Manage email JsonArray

Try to use this 2 pipeline rules.
I assume, that you have email addresses extracted in field recipients

First one (step 1) clean unnecesery chars ["] from recipient field, split values with comma, extract first email, extract domain, compare with lookup table, setup field internal (true/false)

rule "email jsonarray 1.1"
when
    has_field("recipients") AND contains(to_string($message.recipients), "@")
then
    // Remove unneccesary strings []" from array field
    let fix_strings = regex_replace("(\\[|\"|\\])", to_string($message.recipients), "");
    // Split email addresses
    let split_emails = split(",", fix_strings);
    // Join emails without first one (from second to last)
    let join_emails = join(split_emails, ",", 1, -1);
    // Save it to temporaty field (used also in second pipeline rule condition)
    set_field("recipients_tmp", join_emails);
    // Extract domain from first email address
    let extract_domain = regex("@(.*)$", to_string(split_emails[0]));
    // Lookup domain in CSV - "email_domains" = name of lookup table
    let lookup_internal = lookup_value("email_domains", extract_domain["0"]);
    set_field("internal", to_bool(lookup_internal));
end

Second pipeline rule do similar to first one, and use temporary field recipients_tmp as input field. It’s run only when internal=false and field contains @ (so it will run until find first internal domain). Instead of join (to create field recipeints_tmp) this pipeline rule uses regex_replace, due to graylog can’t store empty string in field. So if it will be use join as first rule, it will run much more times than expected.

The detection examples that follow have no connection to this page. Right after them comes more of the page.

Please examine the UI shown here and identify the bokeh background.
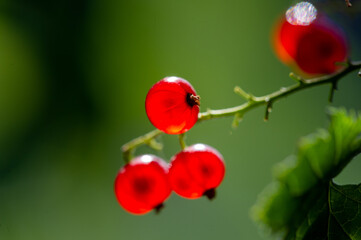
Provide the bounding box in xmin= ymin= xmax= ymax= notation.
xmin=0 ymin=0 xmax=361 ymax=240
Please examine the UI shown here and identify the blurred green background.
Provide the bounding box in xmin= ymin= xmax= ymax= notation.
xmin=0 ymin=0 xmax=361 ymax=240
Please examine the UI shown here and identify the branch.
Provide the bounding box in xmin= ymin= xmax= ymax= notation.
xmin=122 ymin=61 xmax=361 ymax=163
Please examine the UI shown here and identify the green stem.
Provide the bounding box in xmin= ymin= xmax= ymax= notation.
xmin=122 ymin=61 xmax=361 ymax=163
xmin=178 ymin=133 xmax=187 ymax=150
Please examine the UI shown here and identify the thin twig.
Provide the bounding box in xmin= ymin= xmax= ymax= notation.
xmin=122 ymin=61 xmax=361 ymax=162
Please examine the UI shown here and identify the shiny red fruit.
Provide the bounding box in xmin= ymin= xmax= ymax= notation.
xmin=169 ymin=144 xmax=225 ymax=199
xmin=274 ymin=15 xmax=348 ymax=75
xmin=145 ymin=77 xmax=199 ymax=134
xmin=114 ymin=155 xmax=171 ymax=214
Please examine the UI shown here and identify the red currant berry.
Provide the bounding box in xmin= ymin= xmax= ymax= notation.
xmin=168 ymin=144 xmax=225 ymax=199
xmin=145 ymin=77 xmax=199 ymax=134
xmin=274 ymin=15 xmax=348 ymax=75
xmin=114 ymin=155 xmax=171 ymax=214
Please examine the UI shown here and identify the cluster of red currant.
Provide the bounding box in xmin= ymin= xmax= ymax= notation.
xmin=114 ymin=77 xmax=225 ymax=214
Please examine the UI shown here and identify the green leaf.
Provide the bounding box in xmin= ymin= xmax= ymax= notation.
xmin=251 ymin=108 xmax=361 ymax=240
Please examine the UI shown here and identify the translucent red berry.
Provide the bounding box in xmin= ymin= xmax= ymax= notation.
xmin=145 ymin=77 xmax=199 ymax=134
xmin=274 ymin=15 xmax=348 ymax=75
xmin=114 ymin=155 xmax=171 ymax=214
xmin=169 ymin=144 xmax=225 ymax=199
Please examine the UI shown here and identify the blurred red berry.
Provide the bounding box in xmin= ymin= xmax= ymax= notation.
xmin=145 ymin=77 xmax=199 ymax=134
xmin=169 ymin=144 xmax=225 ymax=199
xmin=114 ymin=155 xmax=171 ymax=214
xmin=273 ymin=15 xmax=348 ymax=75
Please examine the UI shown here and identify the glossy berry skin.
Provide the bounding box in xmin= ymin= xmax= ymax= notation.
xmin=169 ymin=144 xmax=225 ymax=199
xmin=273 ymin=15 xmax=348 ymax=75
xmin=114 ymin=155 xmax=171 ymax=214
xmin=145 ymin=77 xmax=199 ymax=134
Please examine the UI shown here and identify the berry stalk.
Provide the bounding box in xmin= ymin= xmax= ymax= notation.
xmin=122 ymin=61 xmax=361 ymax=163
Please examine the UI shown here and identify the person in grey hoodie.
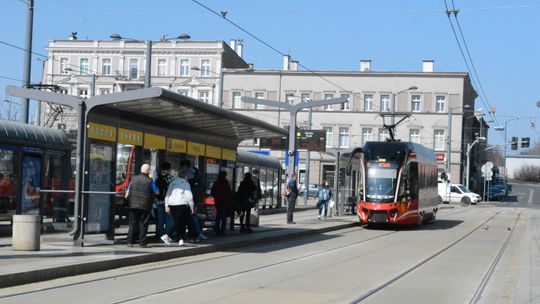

rule "email jsonarray 1.2"
when
    has_field("recipients_tmp") AND contains(to_string($message.recipients_tmp), "@") AND to_bool($message.internal2) == false
then
    // Split email addresses
    let split_emails = split(",", to_string($message.recipients_tmp));
    // Replace first email with |
    let replace_first = regex_replace("^[^,]+[,]{0,1}", to_string($message.recipients_tmp), "|");
    // Save remaining emails to temporaty field
    set_field("recipients_tmp", to_string(replace_first));
    // Extract domain from first email address
    let extract_domain = regex("@(.*)$", to_string(split_emails[0]));
    // Lookup domain in CSV - "email_domains" = name of lookup table
    let lookup_internal = lookup_value("email_domains", extract_domain["0"]);
    set_field("internal2", to_bool(lookup_internal));
end

How to use:

  1. Create lookup table email_domains with Default single value to false (string). Create CSV file and rows should include only local domains, not external. If not included in CSV, all other domains will be theated as external (internal = false) => Default single value. Use quotes in CSV, it’s necessary in graylog.
    Format of CSV:
"domain","internal"
"mycompany.com","true"
  1. Create new pipeline
  2. Assign pipeline rule email jsonarray 1.1 to step 1
  3. Create as many steps (2 and more) as propable max number of recipients in array (5-10 e.g. or more)
  4. Assign pipeline rule email jsonarray 1.2 to all step from 2 to number of steps created in point 4
  5. Done

Pipeline rules will process all email addresses in json array field, and stop after first internal domain.